# Moving to Hawaii,



## kimo (Feb 12, 2011)

We are Canadians in our early 50's, I just retired, and my wife retires in June, we will be selling our house and using some of the money to buy a condo in Waikiki, we have been coming to Waikiki for 30 years, so know very well what its like there, but because of U.S. immigration rules we can't spend more than 6 months a year in the U.S. so our plan is to live there mid September to February, then come back to BC to visit do any legal stuff etc, (taxes etc) then maybe live in Mexico for 4-5 months, and maybe do some travelling, then back to BC to visit etc, then back to Hawaii, and start the routine over again. Does anyone know if there are any special documents you have to fill out to stay 5-6 months, or when we are asked how long we are staying do we just tell them like when we just come for 2-3 weeks? Mahalo!:usa:


----------



## Newyorkaise (Nov 30, 2010)

I'm not an expert on this, but I poked around a couple of US government websites and don't see anything that would require you to fill out any particular paperwork if you're planning to stay for less than your permitted six months.

Just be sure that you don't say anything that might imply you were likely to overstay your visit and try to take up residency - it might be good if you could show (only if asked...) that you still had ties "back home" in Canada. I've lived in HI, and there are certainly plenty of people who come from abroad for an extended period (usually in the winter, of course) - I would think most of the immigration officials there know enough not to jump to conclusions about who's likely to be a problem.

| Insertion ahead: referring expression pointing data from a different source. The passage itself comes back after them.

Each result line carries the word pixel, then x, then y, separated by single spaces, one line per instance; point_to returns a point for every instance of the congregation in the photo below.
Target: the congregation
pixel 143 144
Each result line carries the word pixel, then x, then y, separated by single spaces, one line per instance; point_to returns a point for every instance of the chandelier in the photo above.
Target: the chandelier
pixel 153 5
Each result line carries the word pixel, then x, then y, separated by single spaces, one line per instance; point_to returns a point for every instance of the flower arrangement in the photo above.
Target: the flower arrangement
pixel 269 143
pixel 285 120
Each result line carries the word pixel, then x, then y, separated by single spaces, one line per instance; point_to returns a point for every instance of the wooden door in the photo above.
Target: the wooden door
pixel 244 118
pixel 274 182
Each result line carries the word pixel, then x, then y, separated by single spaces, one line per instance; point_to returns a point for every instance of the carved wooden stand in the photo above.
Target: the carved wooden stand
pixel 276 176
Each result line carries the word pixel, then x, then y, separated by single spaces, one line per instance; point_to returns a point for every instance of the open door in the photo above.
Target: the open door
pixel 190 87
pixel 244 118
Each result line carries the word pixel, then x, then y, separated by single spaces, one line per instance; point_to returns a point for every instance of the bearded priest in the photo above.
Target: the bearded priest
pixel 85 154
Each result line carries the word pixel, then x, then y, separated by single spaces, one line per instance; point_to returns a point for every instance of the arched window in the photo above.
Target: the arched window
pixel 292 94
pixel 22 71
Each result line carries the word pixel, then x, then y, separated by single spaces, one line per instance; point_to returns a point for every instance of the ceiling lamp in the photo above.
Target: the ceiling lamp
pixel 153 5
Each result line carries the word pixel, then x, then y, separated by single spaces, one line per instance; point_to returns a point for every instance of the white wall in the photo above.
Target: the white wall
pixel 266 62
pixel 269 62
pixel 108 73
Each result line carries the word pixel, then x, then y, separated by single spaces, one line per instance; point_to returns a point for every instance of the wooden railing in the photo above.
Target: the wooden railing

Sounds like a wonderful adventure you're about to embark on. Good luck.


----------



## kimo (Feb 12, 2011)

*Thanks*



Newyorkaise said:


> I'm not an expert on this, but I poked around a couple of US government websites and don't see anything that would require you to fill out any particular paperwork if you're planning to stay for less than your permitted six months.
> 
> Just be sure that you don't say anything that might imply you were likely to overstay your visit and try to take up residency - it might be good if you could show (only if asked...) that you still had ties "back home" in Canada. I've lived in HI, and there are certainly plenty of people who come from abroad for an extended period (usually in the winter, of course) - I would think most of the immigration officials there know enough not to jump to conclusions about who's likely to be a problem.
> 
> Sounds like a wonderful adventure you're about to embark on. Good luck.


thanks off replying, I will eventually get around to the official websites, just thought i'd see if anyone on here had any firsthand knowledge. I know very well not to say too much at immigration, especially in this day and age, thats why on our last visit I didn't bring it up. do you or anyone else know if you have to give an exact return date and / or have a ticket for the return flight if its 5-6 months away. Mahahlo!lane:


----------



## Newyorkaise (Nov 30, 2010)

Well, I know that as a US citizen I need to show a return ticket in order to board a flight for travel overseas, so my instinct is that the same applies when someone comes to the US from elsewhere. 

And I also know that even flying domestically, if I have only a one-way ticket I get pulled aside for that extra-special "we know you're up to no good" treatment that only US airport security really know how to deliver.

I'd even be a bit surprised if your airline would allow you to fly with a one-way ticket - seems to me they have some kind of implied liability for transporting potential undocumented immigrants to the US.

But someone with actual knowledge of the rules may be better suited to answer the question.


----------